Our findings indicate that the effective reproduction number on April 9 reaches 3.6 which is consistent with the estimated value in China [14, 21, 30, 36]. Besides, the estimated basic reproduction number was 6.8 in Hubei province [34], and 3.6 in New York [37]. However, when the effective interventions were implemented by the Heilongjiang provincial government, the effective reproduction number \(R_e(t)\) drastically dropped and finally reached 0.04 which is greatly below the threshold value 1, which suggest that the outbreak of COVID-19 in Harbin in April 2020 was under control and no subsequent outbreak in Harbin.
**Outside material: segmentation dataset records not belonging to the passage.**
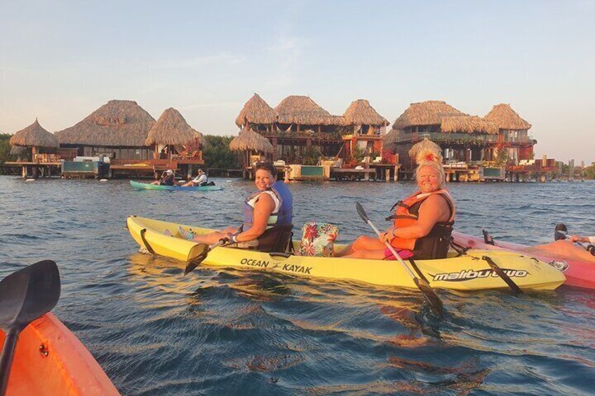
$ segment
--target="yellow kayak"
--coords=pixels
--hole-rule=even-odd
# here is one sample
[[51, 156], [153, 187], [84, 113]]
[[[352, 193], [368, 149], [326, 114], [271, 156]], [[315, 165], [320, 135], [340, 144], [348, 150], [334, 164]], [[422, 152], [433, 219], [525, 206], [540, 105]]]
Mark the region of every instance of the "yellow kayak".
[[[178, 226], [196, 233], [214, 230], [131, 216], [127, 228], [141, 247], [149, 252], [187, 261], [202, 250], [196, 242], [183, 239]], [[168, 235], [171, 234], [171, 235]], [[298, 247], [299, 243], [294, 241]], [[417, 288], [405, 269], [394, 261], [309, 257], [232, 247], [216, 247], [203, 264], [274, 271], [300, 277], [355, 280], [383, 286]], [[415, 261], [432, 287], [455, 290], [507, 288], [483, 257], [488, 256], [521, 289], [553, 290], [564, 282], [564, 275], [553, 266], [533, 258], [507, 251], [470, 250], [460, 257], [449, 253], [446, 259]], [[410, 265], [408, 264], [408, 265]], [[415, 268], [412, 268], [415, 273]]]

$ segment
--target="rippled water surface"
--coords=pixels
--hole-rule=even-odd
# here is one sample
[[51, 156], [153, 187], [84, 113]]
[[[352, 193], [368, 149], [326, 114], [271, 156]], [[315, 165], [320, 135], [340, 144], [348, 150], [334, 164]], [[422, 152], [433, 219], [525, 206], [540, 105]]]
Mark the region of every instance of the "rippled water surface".
[[[43, 259], [62, 282], [54, 312], [126, 395], [580, 395], [595, 378], [595, 292], [414, 290], [201, 266], [138, 253], [129, 214], [221, 227], [253, 191], [135, 191], [126, 181], [0, 177], [0, 277]], [[368, 233], [411, 183], [290, 184], [295, 219]], [[527, 244], [556, 223], [595, 233], [595, 183], [452, 184], [456, 228]], [[594, 270], [595, 271], [595, 270]]]

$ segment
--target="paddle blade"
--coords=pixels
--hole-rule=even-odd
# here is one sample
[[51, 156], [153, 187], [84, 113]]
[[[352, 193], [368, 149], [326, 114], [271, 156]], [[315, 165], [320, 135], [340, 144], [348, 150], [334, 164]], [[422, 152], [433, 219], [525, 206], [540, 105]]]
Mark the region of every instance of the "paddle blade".
[[368, 214], [366, 213], [366, 210], [363, 209], [363, 207], [361, 206], [361, 204], [359, 203], [359, 201], [356, 201], [355, 207], [357, 209], [357, 213], [359, 214], [359, 217], [361, 217], [361, 219], [363, 220], [364, 223], [367, 223], [370, 218], [368, 217]]
[[500, 276], [502, 280], [506, 282], [508, 287], [510, 287], [511, 290], [514, 292], [514, 293], [516, 294], [520, 294], [523, 292], [523, 291], [521, 290], [521, 288], [519, 287], [519, 286], [517, 286], [516, 284], [514, 283], [514, 282], [512, 279], [510, 279], [510, 277], [508, 276], [506, 273], [504, 273], [502, 269], [499, 267], [496, 263], [494, 262], [491, 257], [488, 257], [488, 256], [483, 256], [481, 258], [488, 262], [488, 264], [490, 266], [490, 268], [492, 268], [492, 271], [498, 274], [498, 276]]
[[429, 304], [432, 310], [440, 318], [444, 318], [444, 307], [442, 304], [442, 301], [438, 294], [436, 294], [429, 284], [423, 279], [417, 278], [413, 278], [413, 282], [417, 286], [417, 288], [421, 291], [424, 299]]
[[60, 299], [60, 273], [52, 260], [38, 261], [0, 282], [0, 329], [18, 333], [51, 310]]
[[186, 263], [184, 275], [187, 275], [194, 271], [194, 268], [199, 266], [206, 259], [210, 251], [210, 247], [206, 243], [197, 243], [190, 250], [190, 254], [188, 254], [190, 259]]
[[556, 225], [556, 228], [554, 231], [554, 240], [560, 240], [561, 239], [566, 239], [566, 233], [568, 232], [568, 228], [563, 223], [559, 223]]

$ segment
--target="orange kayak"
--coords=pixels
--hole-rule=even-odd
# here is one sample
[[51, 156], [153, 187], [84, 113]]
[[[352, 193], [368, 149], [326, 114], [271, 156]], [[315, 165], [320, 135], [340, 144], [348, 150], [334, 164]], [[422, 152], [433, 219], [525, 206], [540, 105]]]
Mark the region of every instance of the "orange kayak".
[[[0, 332], [0, 348], [4, 334]], [[85, 346], [46, 313], [19, 335], [6, 391], [22, 395], [119, 395]]]

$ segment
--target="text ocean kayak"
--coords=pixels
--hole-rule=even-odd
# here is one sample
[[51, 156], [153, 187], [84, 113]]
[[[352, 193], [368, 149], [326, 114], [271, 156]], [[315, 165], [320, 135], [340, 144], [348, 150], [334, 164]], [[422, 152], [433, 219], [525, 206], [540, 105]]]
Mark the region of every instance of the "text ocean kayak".
[[566, 277], [565, 285], [595, 289], [595, 257], [569, 240], [526, 246], [509, 242], [495, 241], [496, 245], [486, 243], [483, 238], [453, 232], [455, 243], [472, 249], [508, 251], [535, 257], [549, 263]]
[[[4, 334], [0, 332], [0, 346]], [[89, 351], [51, 313], [19, 335], [6, 391], [23, 395], [119, 395]]]
[[[179, 224], [137, 216], [128, 218], [132, 237], [149, 252], [187, 261], [199, 249], [195, 242], [178, 235]], [[182, 226], [197, 233], [213, 230]], [[166, 231], [168, 230], [168, 232]], [[171, 233], [173, 235], [163, 233]], [[177, 236], [178, 235], [178, 236]], [[297, 244], [294, 242], [294, 244]], [[551, 266], [520, 254], [497, 251], [469, 250], [462, 257], [415, 261], [433, 287], [480, 290], [507, 287], [506, 283], [482, 259], [489, 256], [521, 289], [554, 289], [564, 282], [564, 275]], [[393, 261], [309, 257], [264, 253], [255, 250], [217, 247], [203, 261], [205, 264], [242, 267], [280, 272], [296, 276], [350, 280], [373, 285], [416, 288], [405, 270]]]
[[201, 187], [182, 187], [181, 186], [160, 186], [148, 183], [139, 183], [131, 180], [131, 186], [136, 190], [161, 190], [181, 191], [219, 191], [223, 189], [220, 186], [202, 186]]

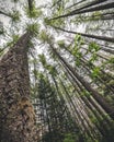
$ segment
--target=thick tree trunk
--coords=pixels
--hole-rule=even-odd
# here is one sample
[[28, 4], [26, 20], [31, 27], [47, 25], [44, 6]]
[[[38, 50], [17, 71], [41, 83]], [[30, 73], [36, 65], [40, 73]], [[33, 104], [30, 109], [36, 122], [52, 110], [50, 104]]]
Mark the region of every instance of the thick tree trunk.
[[37, 142], [29, 99], [29, 40], [26, 33], [0, 60], [0, 142]]

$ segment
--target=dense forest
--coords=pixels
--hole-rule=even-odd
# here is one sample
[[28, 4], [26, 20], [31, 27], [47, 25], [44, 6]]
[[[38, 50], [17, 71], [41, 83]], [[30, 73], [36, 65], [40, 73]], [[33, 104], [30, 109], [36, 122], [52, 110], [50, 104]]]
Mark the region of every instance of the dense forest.
[[114, 142], [113, 0], [0, 0], [0, 142]]

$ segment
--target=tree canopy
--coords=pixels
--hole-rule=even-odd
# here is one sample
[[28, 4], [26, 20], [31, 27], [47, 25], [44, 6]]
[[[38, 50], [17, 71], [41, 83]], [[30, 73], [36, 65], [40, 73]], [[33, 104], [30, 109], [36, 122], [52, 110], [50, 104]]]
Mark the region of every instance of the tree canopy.
[[0, 3], [0, 58], [23, 39], [39, 141], [113, 142], [113, 0]]

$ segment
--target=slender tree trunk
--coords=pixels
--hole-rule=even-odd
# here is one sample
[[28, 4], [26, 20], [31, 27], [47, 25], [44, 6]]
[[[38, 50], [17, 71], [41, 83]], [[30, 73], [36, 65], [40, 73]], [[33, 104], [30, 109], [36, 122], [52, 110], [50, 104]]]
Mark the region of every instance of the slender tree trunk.
[[37, 142], [24, 34], [0, 60], [0, 142]]

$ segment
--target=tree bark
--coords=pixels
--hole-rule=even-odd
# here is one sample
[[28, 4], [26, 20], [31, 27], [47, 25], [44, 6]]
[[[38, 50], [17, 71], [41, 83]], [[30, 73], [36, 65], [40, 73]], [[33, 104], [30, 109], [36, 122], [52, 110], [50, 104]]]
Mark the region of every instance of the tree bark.
[[0, 142], [37, 142], [24, 34], [0, 60]]

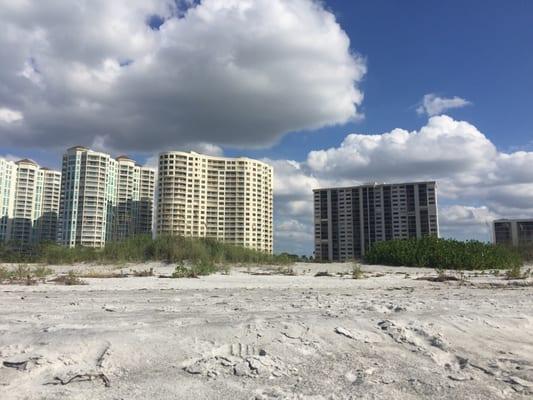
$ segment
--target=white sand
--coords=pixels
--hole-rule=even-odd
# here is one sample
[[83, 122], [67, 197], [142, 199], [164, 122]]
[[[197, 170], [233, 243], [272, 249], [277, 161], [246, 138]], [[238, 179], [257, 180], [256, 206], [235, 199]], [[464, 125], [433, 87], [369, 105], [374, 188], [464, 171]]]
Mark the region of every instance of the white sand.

The mathematical modeling used in the study is analogous to the transmission dynamics model of COVID-19 in [12, 13, 22,23,24,25,26,27,28, 38,39,40,41,42,43,44]. The SIFR model helps us to estimate the cumulative number of infected cases of COVID-19 in Harbin in April and the effective reproduction number using found infected cases. Nonetheless, there are several limitations. First, we assumed that infected people with COVID-19 in the incubation period have the same infectivity as infectious people with COVID-19, which caused that the outbreak size of COVID-19 in Harbin was overestimated. Second, the detailed interventions were not incorporated into our model, which might lead to overestimating the outbreak size of COVID-19 in Harbin in April 2020. Third, very little is known about the effect of temperature and precipitation on the transmission of COVID-19. Our estimation could be untrustworthy if temperature and precipitation have a strong impact on the transmission of COVID-19.

Although the transmission of COVID-19 has been under control in China, the epidemic situation of COVID-19 all over the world is serious. Now, an increasing number of imported infected cases got into China and a growing number of asymptomatic infected people were found, which might increase the risk of a local outbreak of COVID-19 in China. Therefore, we should stay alert in case that unfound infected people might cause local outbreaks of COVID-19 in China such as the outbreak of COVID-19 in Harbin in April 2020 [9, 45]. The resurgence of COVID-19 in Beijing was likely caused by a polluted environment-to-human transmission from food via cold chain logistics [46]. The polluted environment-to-human transmission from food via cold chain logistics brings new challenges and its effect on the transmission of COVID-19 would be assessed, which we leave as our future work. Also, the differences of spread of COVID-19 in different hospitals and more modeling and verification for different cities in China will bring challenges from analysis as well as regression, and we will leave this as a future work.